Je suis partie mais je n'ai pas déserté. Ce nouveau master me demande beaucoup d'exercices d'écriture donc je garde ma prose intelligente et sophistiquée pour eux. Je vous réserve les bêtises et la gaudriole mais je n'ai pas beaucoup de temps pour ça, en ce moment. Néanmoins, dans un souci de fidelisation du lectorat, je reviens vers vous avec tout un tas d'anecdotes plus ou moins amusantes et plus ou moins passionnantes. Bienvenue dans un nouvelle version de ce blog dont le nouveau titre est inspiré d'une émission à scandale d'une chaîne de télévision qui vend du temps de cerveau disponible : Vis ma vie d'apprentie éditrice.
Il y a trois semaines, c'était la rentrée. Je suis tombée malade. Trois semaines plus tard, je suis toujours malade. Je suis peut-être allergique au master. Ou à mes camarades. Ou à mes profs. Ou à notre salle de cours. Bref, j'en sais rien mais du coup ça me donne une bonne excuse pour être fatiguée tout le temps et avoir par conséquent le droit de boire du café tout le temps.
J'ai réussi à me perdre dans Google Street View (true story). Je me baladais (sur l'avenue, le coeur ouvert à l'inconnu, etc.) rue Gaillon et alentours, pour étudier la configuration des lieux où j'allais placer le prologue de ma nouvelle. En deux ou trois avancées, procédé dont j'ignore le fonctionnement mais qui est suffisamment au point pour coller la gerbe le mal des transports aussi sûrement qu'une barque au milieu de la tempête Xynthia, je me suis retrouvée douze rues plus loin. Google m'annonçait gentiment le nom cette fameuse rue mais je ne savais absolument pas dans quel sens me diriger pour retrouver mon point de départ, rue Gaillon comme vous vous en souvenez. Complètement désemparée, j'étais. Grâce à quelques clics bien dirigés j'ai tout de même retrouvé mon chemin mais enfin, mon personnage a bien failli arriver en retard à la remise de son Prix Goncourt.

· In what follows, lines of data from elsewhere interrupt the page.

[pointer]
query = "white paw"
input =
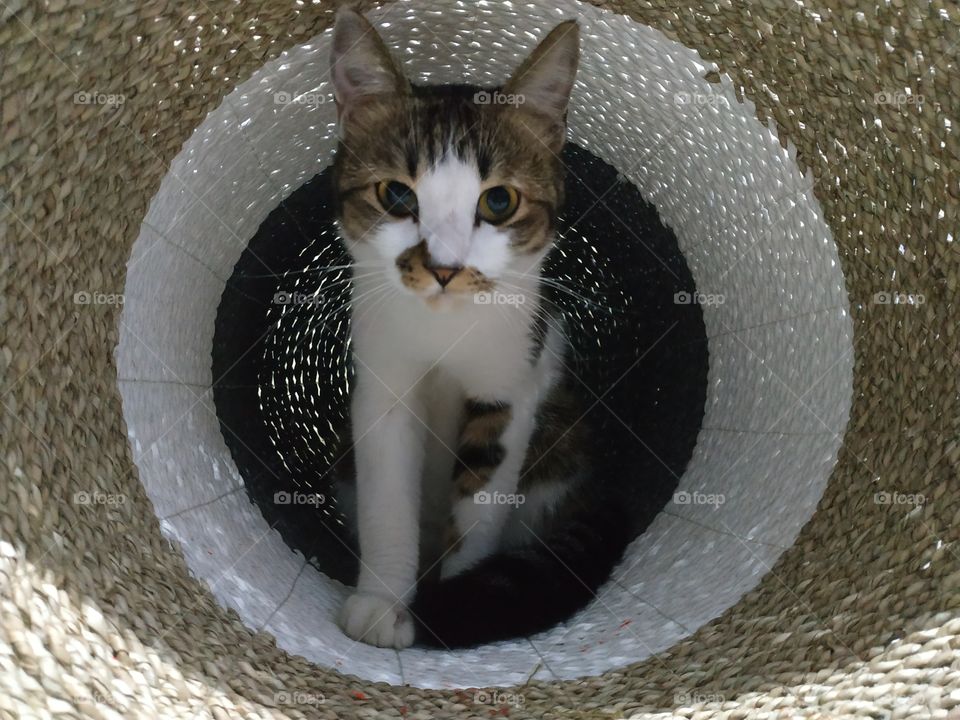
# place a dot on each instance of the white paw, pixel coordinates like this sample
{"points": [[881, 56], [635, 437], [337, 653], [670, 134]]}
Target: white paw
{"points": [[377, 620]]}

Les journées sont souvent longues alors j'ai bu beaucoup de café et mangé beaucoup de madeleines, c'est bon pour l'écriture, demandez à Marcel. Je sais bien que ce n'est pas la première fois que je fais cette petite plaisanterie mais, vous en conviendrez, mieux vaut boulotter des madeleines (même pur beurre) pour se rapprocher de Proust que d'avaler de la mescaline pour établir une connexion avec Michaux.
Sinon, allez voir Dans la maison c'est très très bien. (Spoiler Alert !) La femme assomme son mari avec Voyage au bout de la nuit c'est formidable. Mille pardons pour cette critique ridicule mais le cours de rhétorique sur l'argumentation n'a pas encore eu lieu, je reviendrai vers vous le cas échéant.
Je vous laisse, demain j'ai un entretien pour un stage. J'ai subtilement placé dans la lettre de motivation que j'étais, je cite, passionnée de photographie. Je dois donc aller me trouver un photographe préféré. Si l'on me pose la question, je ne veux pas mettre en péril mon éventuelle embauche en répondant au hasard Yann Arthus Bertrand.